Fufi Saintz (ha votato 5 questo disco) alle 16:33 del 14 dicembre 2007 ha scritto:

Fufi Saintz

Bravini, sì, ma il voto cozza con quanto dici, che condivido: se penso a cosa abbia ispirato tutto ciò, a cosa stia sotto, mi rispondo anch'io: niente. E aggiugno: che pizza.

Va bene i Battles, van bene gli Stars of the Lid, va bene qualsiasi avanguardia, ma o reca piacere nell'ascolto, o deve almeno esserci un'idea sotto. Se è solo flusso di coscienza finisce per annoiare (me almeno), e comunque è gia stato fatto e strafatto.

Senò sembra gente che gioca a fare il figo con un qualsiasi programmino di editing multitrtaccia, alimentando le proprie (e altrui) masturbazioni mentali.

Cas (ha votato 9 questo disco) alle 17:21 del 14 dicembre 2007 ha scritto:

ti dirò, non mi sembra solo un flusso di coscienza, ti consiglio di farti un giro sul loro sito web...ti verranno illustrate le famose idee che ci sono sotto. per quanto riguarda il voto...de gustibus!

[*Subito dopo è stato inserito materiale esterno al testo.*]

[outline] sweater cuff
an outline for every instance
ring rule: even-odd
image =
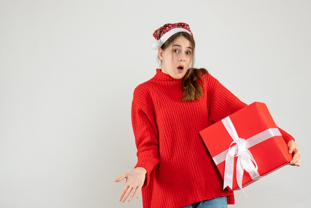
[[[145,168],[147,171],[147,172],[146,174],[145,182],[142,188],[145,188],[145,187],[149,186],[150,183],[151,173],[152,173],[153,169],[158,163],[156,161],[155,161],[154,163],[152,163],[152,161],[151,160],[145,162],[144,162],[143,161],[140,161],[139,160],[137,164],[136,164],[136,165],[134,167],[134,168],[136,168],[138,167],[141,167]]]

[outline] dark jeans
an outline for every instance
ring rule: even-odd
[[[228,208],[227,197],[220,197],[209,200],[196,202],[181,208]]]

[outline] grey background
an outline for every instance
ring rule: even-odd
[[[310,0],[0,0],[0,207],[142,207],[114,180],[136,163],[131,104],[158,67],[152,33],[180,21],[196,66],[265,103],[302,152],[230,207],[307,207],[310,19]]]

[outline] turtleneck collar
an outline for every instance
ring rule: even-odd
[[[175,79],[168,74],[166,74],[161,71],[161,69],[156,69],[156,75],[154,77],[153,79],[156,80],[159,80],[162,81],[175,81],[176,82],[181,83],[183,78],[176,79]]]

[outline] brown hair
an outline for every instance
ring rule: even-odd
[[[190,42],[192,47],[192,52],[191,53],[191,63],[190,68],[187,71],[186,74],[182,78],[181,88],[184,90],[184,94],[181,98],[182,101],[193,101],[195,99],[199,100],[202,95],[202,87],[196,80],[198,79],[200,82],[203,83],[204,87],[204,83],[203,82],[202,78],[209,73],[208,71],[203,68],[196,69],[193,67],[194,65],[194,48],[195,43],[193,37],[190,34],[186,32],[179,32],[170,36],[162,45],[161,48],[165,50],[170,45],[174,40],[179,36],[183,36]],[[158,60],[159,58],[158,56]]]

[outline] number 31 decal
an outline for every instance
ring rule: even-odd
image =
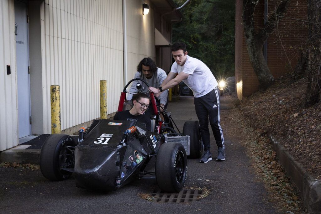
[[[96,140],[94,141],[94,143],[96,144],[108,144],[108,141],[112,137],[112,134],[102,134],[100,137],[98,138]]]

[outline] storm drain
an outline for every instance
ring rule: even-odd
[[[167,193],[160,190],[154,190],[152,197],[146,199],[160,203],[187,203],[198,201],[204,196],[203,190],[182,190],[178,193]]]

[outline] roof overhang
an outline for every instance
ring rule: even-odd
[[[155,28],[155,46],[157,47],[169,47],[172,45],[160,31]]]
[[[156,8],[158,13],[161,14],[169,13],[164,16],[164,18],[167,21],[176,21],[180,20],[183,16],[179,10],[175,10],[177,5],[172,0],[150,0]]]

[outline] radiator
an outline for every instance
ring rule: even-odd
[[[180,143],[185,149],[186,154],[189,155],[189,147],[191,137],[186,136],[171,136],[168,134],[165,135],[165,143]]]

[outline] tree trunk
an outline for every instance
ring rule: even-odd
[[[246,35],[246,33],[245,33]],[[264,58],[262,49],[263,45],[251,37],[247,38],[246,47],[250,61],[260,83],[260,88],[265,90],[273,84],[274,78],[271,73]]]
[[[306,106],[321,101],[321,0],[310,0],[308,8],[309,25],[309,69]]]
[[[277,24],[286,10],[290,0],[280,2],[274,13],[268,18],[264,27],[256,30],[253,21],[256,7],[259,4],[257,0],[243,0],[243,28],[245,42],[252,67],[260,83],[260,87],[266,89],[274,82],[274,78],[267,66],[263,55],[263,44],[269,36],[273,32]]]

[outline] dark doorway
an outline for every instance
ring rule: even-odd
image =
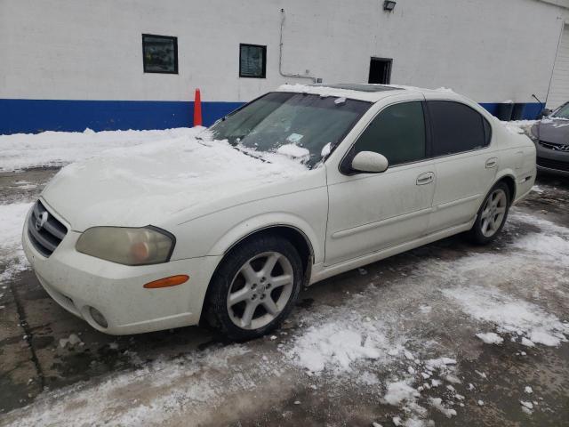
[[[389,85],[391,83],[391,63],[389,58],[372,58],[370,61],[370,78],[367,83]]]

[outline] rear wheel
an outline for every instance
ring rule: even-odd
[[[210,319],[231,339],[263,335],[288,316],[302,282],[302,262],[287,240],[246,240],[221,262],[209,292]]]
[[[509,189],[504,182],[498,182],[493,187],[470,230],[470,238],[475,243],[486,245],[496,238],[508,218],[509,197]]]

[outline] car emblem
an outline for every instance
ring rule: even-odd
[[[39,215],[38,218],[36,219],[36,230],[39,231],[40,230],[42,230],[42,227],[44,227],[44,224],[45,224],[45,222],[47,222],[47,219],[49,218],[50,214],[47,213],[47,211],[44,211],[42,212],[42,214]]]

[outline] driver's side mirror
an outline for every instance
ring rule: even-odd
[[[538,115],[537,118],[539,120],[540,118],[547,117],[550,114],[551,114],[551,110],[549,109],[543,109]]]
[[[351,168],[355,172],[379,173],[385,172],[389,162],[385,156],[373,151],[360,151],[352,159]]]

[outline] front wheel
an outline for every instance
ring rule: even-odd
[[[263,335],[288,316],[302,277],[301,257],[289,241],[252,238],[232,250],[215,273],[208,297],[210,319],[231,339]]]
[[[509,211],[509,189],[504,182],[498,182],[485,198],[470,230],[475,243],[486,245],[500,233]]]

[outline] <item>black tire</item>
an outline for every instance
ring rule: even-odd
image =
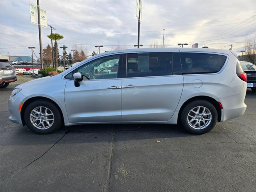
[[[54,115],[53,124],[46,129],[40,129],[35,127],[30,122],[30,113],[37,107],[42,106],[50,110]],[[39,100],[32,102],[26,108],[24,112],[24,120],[26,125],[31,130],[39,134],[49,134],[58,129],[62,125],[62,118],[57,107],[51,102],[45,100]]]
[[[2,85],[0,85],[0,88],[5,88],[9,85],[9,83],[4,83]]]
[[[212,120],[210,123],[206,128],[202,129],[196,129],[191,127],[188,124],[187,120],[188,115],[191,110],[200,106],[206,107],[210,110],[212,114]],[[180,120],[183,127],[188,131],[193,134],[201,134],[207,133],[212,129],[216,124],[218,112],[214,106],[208,101],[199,100],[193,101],[185,107],[182,112]]]

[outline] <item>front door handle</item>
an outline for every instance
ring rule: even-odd
[[[123,89],[127,89],[127,88],[132,88],[132,87],[136,87],[136,86],[133,85],[128,85],[126,86],[122,86],[122,88]]]
[[[121,86],[115,86],[114,85],[113,85],[112,86],[111,86],[110,87],[108,87],[108,88],[107,88],[108,89],[121,89],[122,88],[122,87]]]

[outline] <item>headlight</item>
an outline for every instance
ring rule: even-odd
[[[11,96],[10,96],[10,97],[13,97],[14,95],[15,95],[16,94],[18,93],[20,91],[21,91],[21,89],[14,89],[12,92],[12,94],[11,94]]]

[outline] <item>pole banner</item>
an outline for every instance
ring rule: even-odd
[[[46,28],[48,28],[47,16],[46,10],[42,8],[40,8],[40,22],[41,26]]]
[[[29,8],[30,11],[30,23],[37,25],[36,22],[36,5],[29,2]]]

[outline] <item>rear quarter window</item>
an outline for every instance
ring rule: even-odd
[[[182,74],[216,73],[227,58],[224,55],[197,53],[180,53]]]

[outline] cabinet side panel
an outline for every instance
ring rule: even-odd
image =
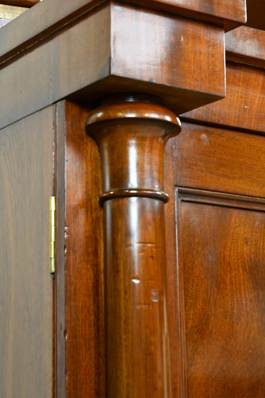
[[[0,396],[52,394],[52,106],[0,131]]]

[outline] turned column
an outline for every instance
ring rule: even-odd
[[[164,157],[180,126],[141,95],[110,97],[86,122],[102,160],[107,397],[171,396]]]

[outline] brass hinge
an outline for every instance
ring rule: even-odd
[[[55,272],[55,197],[50,197],[50,272]]]

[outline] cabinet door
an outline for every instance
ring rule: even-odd
[[[52,106],[0,130],[0,396],[51,397]]]

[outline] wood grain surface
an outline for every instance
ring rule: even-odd
[[[107,396],[171,396],[164,158],[180,130],[140,94],[110,97],[86,122],[103,170]]]
[[[22,1],[19,2],[19,0],[16,2],[15,0],[2,0],[1,3],[22,6]],[[28,2],[33,1],[37,2],[37,0],[32,2],[28,0]],[[9,27],[4,33],[1,32],[0,59],[5,54],[7,59],[11,54],[14,55],[38,40],[43,39],[47,35],[103,2],[102,0],[45,0],[40,2],[31,10],[30,13],[23,16],[21,23],[16,21],[12,28]],[[233,2],[229,0],[137,0],[132,2],[224,24],[226,30],[233,29],[238,23],[244,23],[246,18],[244,0],[233,0]]]
[[[265,67],[265,32],[240,26],[226,33],[225,40],[226,59]]]
[[[226,32],[244,23],[246,18],[244,0],[133,0],[133,2],[218,23],[224,26]]]
[[[66,97],[95,106],[109,94],[147,92],[178,114],[216,101],[225,94],[223,37],[217,25],[106,4],[2,65],[0,127]]]
[[[264,69],[227,61],[226,72],[225,98],[182,116],[212,125],[264,133]]]
[[[264,30],[265,21],[263,18],[265,13],[264,0],[246,0],[248,18],[247,26]]]
[[[85,132],[90,110],[65,101],[64,332],[69,398],[105,396],[102,179],[98,146]]]
[[[0,4],[0,18],[5,18],[11,21],[23,14],[27,9],[22,7],[4,6]]]
[[[180,211],[188,396],[263,396],[265,213],[186,202]]]
[[[54,107],[54,181],[56,200],[55,267],[54,290],[54,396],[66,396],[65,144],[65,101]]]
[[[30,8],[41,0],[0,0],[0,4]]]
[[[265,137],[182,122],[175,139],[176,184],[265,197]]]
[[[0,131],[0,395],[52,393],[53,109]]]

Marco_Biasio, autore, alle 17:41 del 14 dicembre 2007 ha scritto:

Caro Filippo

Giusto il tuo commento, ma si vede che John Zorn lo conosci gran poco. Altrimenti, capiresti che quel 5 è un insulto, non a me, ma al gruppo. Non il voto in sè, ma le motivazioni che attribuisci. Rimanendo convinto che sia giusto che ognuno abbia le proprie idee, ti saluto

eddie (ha votato 5 questo disco) alle 9:30 del 22 dicembre 2007 ha scritto:

anche secondo me giocano a fare i fighi, qualcuno ci cade sempre è inevitabile, per gli altri sono pallosi e boriosi!